Press Statements

VOCAL-NY SLAMS GOVERNOR HOCHUL FOR NOT INVESTING OPIOID SETTLEMENT FUNDS TO EXPAND LIFE-SAVING OVERDOSE PREVENTION CENTERS 

December 12, 2023

CONTACT: Steven Gray, steven@vocal-ny.org, 929-448-7621

VOCAL-NY SLAMS GOVERNOR HOCHUL FOR NOT INVESTING OPIOID SETTLEMENT FUNDS TO EXPAND LIFE-SAVING OVERDOSE PREVENTION CENTERS 

With Overdose Deaths At An All-Time High In NY, Gov. Hochul Rejects Opioid Settlement Advisory Board’s Recommendation To Expand and Fund Life-Saving OPCs

The Two Overdose Prevention Centers In NYC Celebrate Two Years Of Operation And More Than 1,200 Lives Saved

NEW YORK — Last week, and for the second year in a row, Governor Hochul rejected the recommendations of her Opioid Settlement Advisory Board to expand and fund Overdose Prevention Centers (OPCs). In response, VOCAL-NY released the following statement, attributable to Hiawatha Collins, VOCAL-NY board member and Users Union leader:

“Governor Hochul chose to walk over the bodies of our loved ones and reject public health recommendations needed to change the tide in New York’s overdose crisis. The OPCs in NYC have saved the lives of more than 1,200 New Yorkers since opening in 2021; touting New York as the leader in harm reduction in the country while rejecting the recommendation to expand and fund critical OPCs is a slap in the face to the thousands of New Yorkers who have died while Hochul took office.

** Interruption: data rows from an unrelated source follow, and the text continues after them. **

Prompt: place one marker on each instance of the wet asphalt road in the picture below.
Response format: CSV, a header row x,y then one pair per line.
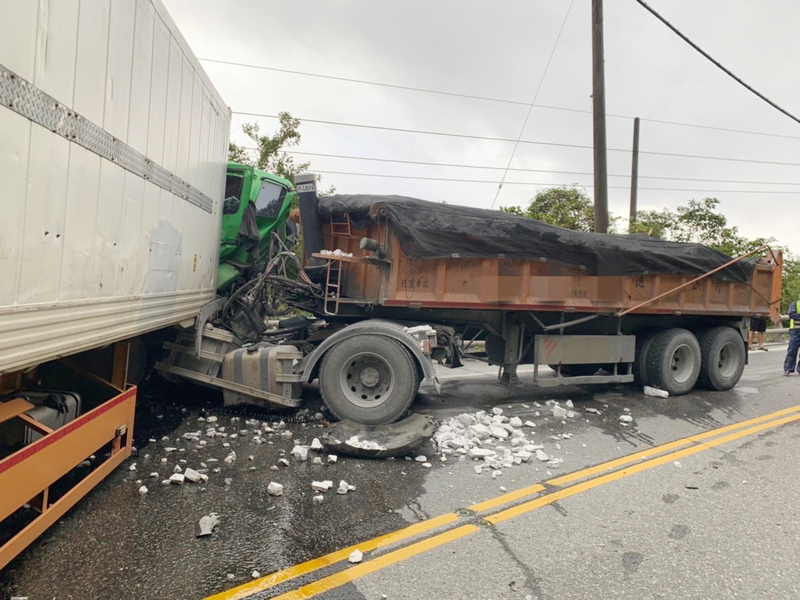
x,y
636,537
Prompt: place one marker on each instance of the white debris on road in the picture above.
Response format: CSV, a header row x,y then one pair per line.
x,y
207,524
491,439
300,453
321,486
192,475
356,556
345,487
655,392
364,444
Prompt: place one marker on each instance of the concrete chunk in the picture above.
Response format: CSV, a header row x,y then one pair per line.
x,y
300,453
655,392
275,489
321,486
192,475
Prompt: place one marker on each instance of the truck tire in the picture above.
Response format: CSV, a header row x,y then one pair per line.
x,y
643,342
576,370
722,356
368,379
673,361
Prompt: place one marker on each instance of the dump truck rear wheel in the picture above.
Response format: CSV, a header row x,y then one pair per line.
x,y
722,358
368,379
643,341
673,361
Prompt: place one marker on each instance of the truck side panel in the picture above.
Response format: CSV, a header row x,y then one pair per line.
x,y
98,245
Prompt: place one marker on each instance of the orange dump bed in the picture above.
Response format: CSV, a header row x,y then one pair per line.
x,y
525,285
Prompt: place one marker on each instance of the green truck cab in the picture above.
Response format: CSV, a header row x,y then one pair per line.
x,y
256,204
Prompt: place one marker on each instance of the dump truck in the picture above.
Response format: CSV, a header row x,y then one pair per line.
x,y
389,285
113,158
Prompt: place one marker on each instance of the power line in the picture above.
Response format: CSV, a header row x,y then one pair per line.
x,y
497,139
501,100
533,103
619,187
365,82
520,170
717,63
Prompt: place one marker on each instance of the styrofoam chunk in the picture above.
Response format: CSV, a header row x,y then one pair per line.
x,y
655,392
356,556
192,475
321,486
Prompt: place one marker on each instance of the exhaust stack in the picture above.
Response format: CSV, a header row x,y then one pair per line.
x,y
313,240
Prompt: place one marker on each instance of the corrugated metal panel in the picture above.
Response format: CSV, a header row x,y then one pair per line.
x,y
62,329
91,252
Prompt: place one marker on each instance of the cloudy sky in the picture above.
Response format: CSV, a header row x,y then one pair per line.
x,y
491,58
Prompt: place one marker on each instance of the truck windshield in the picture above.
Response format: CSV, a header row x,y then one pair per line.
x,y
270,200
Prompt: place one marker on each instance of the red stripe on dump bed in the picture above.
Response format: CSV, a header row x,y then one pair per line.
x,y
42,443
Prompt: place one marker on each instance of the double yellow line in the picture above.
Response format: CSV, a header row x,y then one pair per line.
x,y
589,478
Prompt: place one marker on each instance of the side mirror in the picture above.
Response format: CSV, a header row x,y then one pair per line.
x,y
231,205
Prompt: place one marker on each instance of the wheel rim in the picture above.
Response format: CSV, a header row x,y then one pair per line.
x,y
367,380
727,362
682,363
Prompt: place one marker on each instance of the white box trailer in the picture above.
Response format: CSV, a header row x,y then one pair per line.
x,y
113,151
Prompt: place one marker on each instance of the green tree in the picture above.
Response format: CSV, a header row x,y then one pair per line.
x,y
270,152
699,221
565,206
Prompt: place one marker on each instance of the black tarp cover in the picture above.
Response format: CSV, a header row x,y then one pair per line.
x,y
433,230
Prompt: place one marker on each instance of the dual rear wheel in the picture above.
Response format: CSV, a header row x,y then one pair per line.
x,y
675,360
369,379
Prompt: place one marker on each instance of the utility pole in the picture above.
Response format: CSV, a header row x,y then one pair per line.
x,y
599,109
634,173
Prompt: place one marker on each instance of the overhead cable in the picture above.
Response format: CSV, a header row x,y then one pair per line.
x,y
498,139
533,103
550,183
501,100
521,170
717,63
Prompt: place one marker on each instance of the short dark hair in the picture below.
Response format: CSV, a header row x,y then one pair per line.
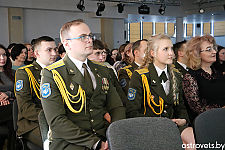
x,y
97,44
16,50
61,49
177,46
38,41
136,45
8,66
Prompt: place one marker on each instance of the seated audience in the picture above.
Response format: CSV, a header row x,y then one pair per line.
x,y
30,54
6,97
156,89
125,73
19,55
203,85
27,89
220,59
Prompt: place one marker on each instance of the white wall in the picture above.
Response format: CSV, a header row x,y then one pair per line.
x,y
4,28
43,22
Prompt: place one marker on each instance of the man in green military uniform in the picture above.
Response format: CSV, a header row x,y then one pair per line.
x,y
179,51
125,73
27,89
74,92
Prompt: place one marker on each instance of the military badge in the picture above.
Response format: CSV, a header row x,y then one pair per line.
x,y
105,84
71,86
19,85
123,82
131,94
45,90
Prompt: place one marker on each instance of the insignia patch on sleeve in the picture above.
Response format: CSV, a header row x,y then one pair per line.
x,y
45,90
19,85
123,82
131,94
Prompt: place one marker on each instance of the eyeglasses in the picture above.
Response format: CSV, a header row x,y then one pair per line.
x,y
102,53
84,38
210,49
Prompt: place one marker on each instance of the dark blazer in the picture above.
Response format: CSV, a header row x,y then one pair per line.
x,y
124,77
29,104
135,106
78,130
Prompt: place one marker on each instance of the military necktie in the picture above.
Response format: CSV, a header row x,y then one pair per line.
x,y
163,77
87,76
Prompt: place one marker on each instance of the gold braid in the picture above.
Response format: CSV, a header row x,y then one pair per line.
x,y
150,97
66,95
33,82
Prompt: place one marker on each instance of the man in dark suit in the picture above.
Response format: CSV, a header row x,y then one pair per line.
x,y
180,50
125,73
74,92
27,89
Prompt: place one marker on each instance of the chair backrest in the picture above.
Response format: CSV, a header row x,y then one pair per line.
x,y
144,133
43,125
209,127
15,114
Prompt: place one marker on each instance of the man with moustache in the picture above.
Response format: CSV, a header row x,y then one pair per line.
x,y
27,89
74,92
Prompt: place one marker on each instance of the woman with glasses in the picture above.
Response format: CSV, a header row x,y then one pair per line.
x,y
203,85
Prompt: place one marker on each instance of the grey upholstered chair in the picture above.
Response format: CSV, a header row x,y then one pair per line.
x,y
144,133
209,127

The catastrophic reality in NY is that our state’s leaders will use dangerous rhetoric to mask their lack of political will, at a time where more than 6,400 people died from a preventable overdose in 2022 alone. Hochul’s rejection proves that she is the roadblock to authorizing life-saving Overdose Prevention Centers across New York State.”

BACKGROUND:

Last year, Governor Hochul rejected the first year recommendations of her own appointed Opioid Settlement Board to spend millions of settlement money on the expansion of OPCs – citing federal concerns despite the federal government awarded more than $5 million in funding to NYU Langone Health and Brown University’s School of Public Health to study the impact of OPCs in New York and Rhode Island, and the U.S. Attorney to the Southern District of New York demanding the state authorized and regulates OPCs.